Bell looked sheepish. “Well, it was this way,” he said. “Slimmy figured it all out. Said it was simple once you got the idea—one of those things that’s so evident you can’t see it. I asked him what it was. He wouldn’t say. Said he’d tell me if his life was in danger, but not before. It was too dangerous for both of us to know. I got to thinking. If we got back to Earth with the secret, we’d have no chance of keeping it from Mars. Mars would take the process and kill us for our pains. Why should I get myself killed? If I tied in with you, I had your promise of protection. So I slipped him the virus, thinkin’ he’d tell me the process when he knew what was the matter with him. But it hit him too fast. I can’t understand a word. Come on—he may be dead before we get there!” So saying, the big Earthman turned and bolted out of the Martian ship.

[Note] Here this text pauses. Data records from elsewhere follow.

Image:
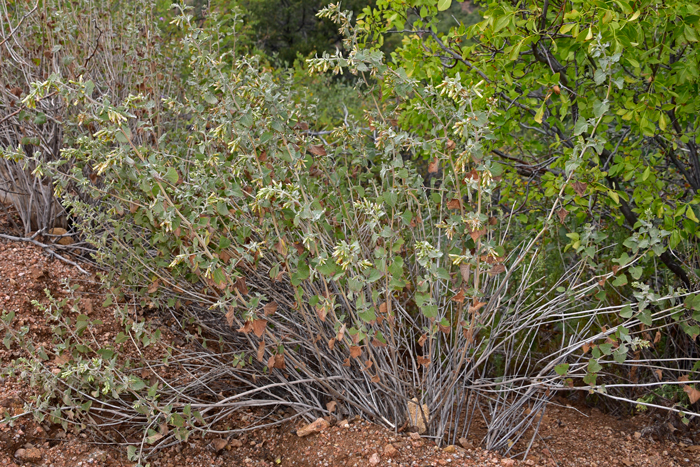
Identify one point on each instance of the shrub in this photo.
(332, 277)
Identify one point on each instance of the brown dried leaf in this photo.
(464, 270)
(218, 444)
(153, 288)
(270, 309)
(562, 213)
(321, 312)
(259, 326)
(261, 351)
(475, 234)
(579, 188)
(423, 361)
(229, 316)
(87, 305)
(341, 333)
(355, 351)
(317, 150)
(281, 247)
(62, 359)
(240, 286)
(454, 203)
(433, 166)
(693, 394)
(445, 329)
(471, 175)
(225, 256)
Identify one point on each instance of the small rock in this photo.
(218, 444)
(319, 425)
(28, 455)
(390, 451)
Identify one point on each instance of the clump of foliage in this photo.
(596, 104)
(324, 272)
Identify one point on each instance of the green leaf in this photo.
(172, 176)
(444, 4)
(581, 126)
(636, 272)
(211, 99)
(374, 275)
(540, 114)
(40, 118)
(645, 317)
(121, 337)
(620, 355)
(177, 420)
(620, 280)
(501, 22)
(626, 312)
(594, 366)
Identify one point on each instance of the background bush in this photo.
(403, 265)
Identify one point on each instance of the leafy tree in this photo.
(556, 68)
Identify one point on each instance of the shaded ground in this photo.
(569, 436)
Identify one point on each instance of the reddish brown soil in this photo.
(569, 436)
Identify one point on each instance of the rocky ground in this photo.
(571, 434)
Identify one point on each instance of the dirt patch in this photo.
(570, 434)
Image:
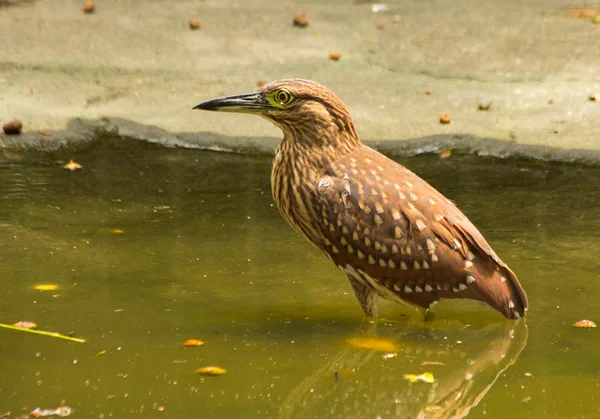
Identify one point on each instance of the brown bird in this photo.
(393, 234)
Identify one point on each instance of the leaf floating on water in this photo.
(42, 332)
(46, 287)
(584, 324)
(72, 166)
(377, 344)
(212, 371)
(430, 409)
(426, 377)
(193, 342)
(25, 325)
(432, 363)
(59, 411)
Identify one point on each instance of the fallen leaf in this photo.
(210, 371)
(26, 325)
(445, 154)
(72, 166)
(372, 343)
(46, 287)
(426, 377)
(193, 342)
(432, 363)
(430, 409)
(585, 323)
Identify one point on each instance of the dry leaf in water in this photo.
(585, 324)
(426, 377)
(193, 342)
(381, 345)
(72, 166)
(211, 371)
(46, 287)
(26, 325)
(445, 154)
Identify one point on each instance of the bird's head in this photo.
(301, 108)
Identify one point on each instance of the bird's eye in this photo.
(283, 97)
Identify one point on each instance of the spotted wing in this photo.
(391, 230)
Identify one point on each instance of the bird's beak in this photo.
(244, 103)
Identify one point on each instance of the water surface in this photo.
(204, 254)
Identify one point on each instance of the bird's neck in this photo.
(319, 148)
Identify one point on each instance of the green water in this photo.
(204, 254)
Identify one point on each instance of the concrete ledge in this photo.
(138, 61)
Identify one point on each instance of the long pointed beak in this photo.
(245, 103)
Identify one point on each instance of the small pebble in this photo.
(484, 105)
(89, 6)
(301, 20)
(13, 127)
(194, 23)
(335, 55)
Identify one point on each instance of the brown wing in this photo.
(387, 227)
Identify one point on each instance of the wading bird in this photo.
(393, 234)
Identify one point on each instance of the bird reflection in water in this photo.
(465, 363)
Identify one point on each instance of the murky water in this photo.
(204, 254)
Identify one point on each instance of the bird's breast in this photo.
(293, 185)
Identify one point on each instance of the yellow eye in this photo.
(283, 96)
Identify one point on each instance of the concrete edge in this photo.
(81, 134)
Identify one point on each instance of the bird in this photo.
(388, 230)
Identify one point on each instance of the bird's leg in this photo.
(366, 296)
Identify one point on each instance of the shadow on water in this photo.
(151, 246)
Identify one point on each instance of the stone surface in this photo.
(138, 61)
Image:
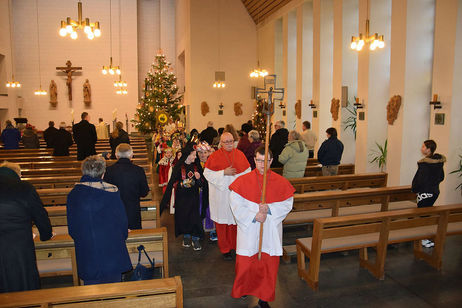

The Martians held a shrill consultation and then took out after Bell, their thin claws eating up the distance. Bell was running with everything he had, but the Martians passed him before he had gone an eighth of the way. They were not even breathing hard.
Martian paralysis is sure death to the people of the red planet. When Bell got to the ship he found the three Martians pressing as close to Slimmy as they dared, which was about five feet. They were straining to hear what Slimmy was mumbling, and stared annoyedly when Bell burst in.
“Get away from him,” Bell wheezed. “Dammit, now you’ll never get the information. He’d die before he’d tell it to a Martian.”
“Be quiet!” snapped Hell. “He is past that. The paralysis strikes first at the eyes, then at the hearing. He doesn’t know who is here.”
Slimmy’s tortured voice broke from moans into words. “Bell … process … electrolization of … dying, I guess … lousy Martian … process … electrolization of—” Suddenly he made a tremendous effort, lifted his head, and said in a perfectly normal, conversational tone, “We’re rikbijitting for a dewjaw.” Then his head snapped back and he lay still.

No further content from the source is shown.